Tuesday, January 24, 2006

Apology Doesn't Sway Judge

Friends of ours: Al Capone, Michael Spano Sr.,
Friends of mine: Betty Loren-Maltese, Emil Schullo

Betty Loren-Maltese apologized in court Monday for allowing corruption to occur while on her watch as the former town president of the Chicago suburb of Cicero.
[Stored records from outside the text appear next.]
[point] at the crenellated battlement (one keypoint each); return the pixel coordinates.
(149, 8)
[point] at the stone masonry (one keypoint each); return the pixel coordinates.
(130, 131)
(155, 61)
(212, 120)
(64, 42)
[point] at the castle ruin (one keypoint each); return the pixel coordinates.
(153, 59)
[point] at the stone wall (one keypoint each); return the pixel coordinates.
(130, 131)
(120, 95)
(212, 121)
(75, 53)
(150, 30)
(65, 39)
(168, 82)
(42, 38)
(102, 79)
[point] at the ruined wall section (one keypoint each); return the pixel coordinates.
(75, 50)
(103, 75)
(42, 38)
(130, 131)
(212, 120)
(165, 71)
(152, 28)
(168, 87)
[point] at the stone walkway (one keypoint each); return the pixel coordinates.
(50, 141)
But a federal judge determined her apology did not go far enough and resentenced her on a racketeering conviction to eight years in prison, the same jail term he doled out three years ago.
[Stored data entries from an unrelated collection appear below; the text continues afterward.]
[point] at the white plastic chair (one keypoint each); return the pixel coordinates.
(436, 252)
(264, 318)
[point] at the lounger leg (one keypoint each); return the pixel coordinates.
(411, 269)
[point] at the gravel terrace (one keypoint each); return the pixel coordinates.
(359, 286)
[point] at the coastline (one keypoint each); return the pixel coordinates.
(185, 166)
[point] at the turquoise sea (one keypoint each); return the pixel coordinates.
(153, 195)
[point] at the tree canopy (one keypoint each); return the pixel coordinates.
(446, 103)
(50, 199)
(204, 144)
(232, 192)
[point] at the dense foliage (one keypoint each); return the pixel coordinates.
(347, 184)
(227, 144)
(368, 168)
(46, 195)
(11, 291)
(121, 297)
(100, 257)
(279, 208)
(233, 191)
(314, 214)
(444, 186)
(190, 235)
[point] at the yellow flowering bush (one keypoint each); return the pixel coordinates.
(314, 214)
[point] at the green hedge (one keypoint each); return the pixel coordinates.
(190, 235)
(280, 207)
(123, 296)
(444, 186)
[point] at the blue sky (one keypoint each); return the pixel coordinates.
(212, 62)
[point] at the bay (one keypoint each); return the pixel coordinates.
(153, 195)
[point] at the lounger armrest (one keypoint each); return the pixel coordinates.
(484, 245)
Loren-Maltese, 56, and five co-defendants were convicted of racketeering in 2002 for using a bogus insurance company to bilk taxpayers out of more than $10 million from 1992 to 1996.

A federal appeals court in September ruled that Loren-Maltese and her co-defendants should be resentenced because U.S. District Judge John F. Grady, who presided over the three-month trial, made an error in imposing the original sentences.

The appeals court opinion said that after Grady determined the amount of money Loren-Maltese and the others swindled from Cicero taxpayers to be $10.6 million, the judge wrongly rounded down the number to less than $10 million.

Prosecutors have spent years investigating the small, blue-collar suburb just outside the Chicago city limits that has been known as a haven for corruption since the 1920s, when Al Capone made it the hub of his bootlegging empire.

Among the others convicted with Loren-Maltese were alleged Cicero mob boss Michael Spano Sr. and Emil Schullo, one-time head of the Cicero police department. Schullo was scheduled to be resentenced today.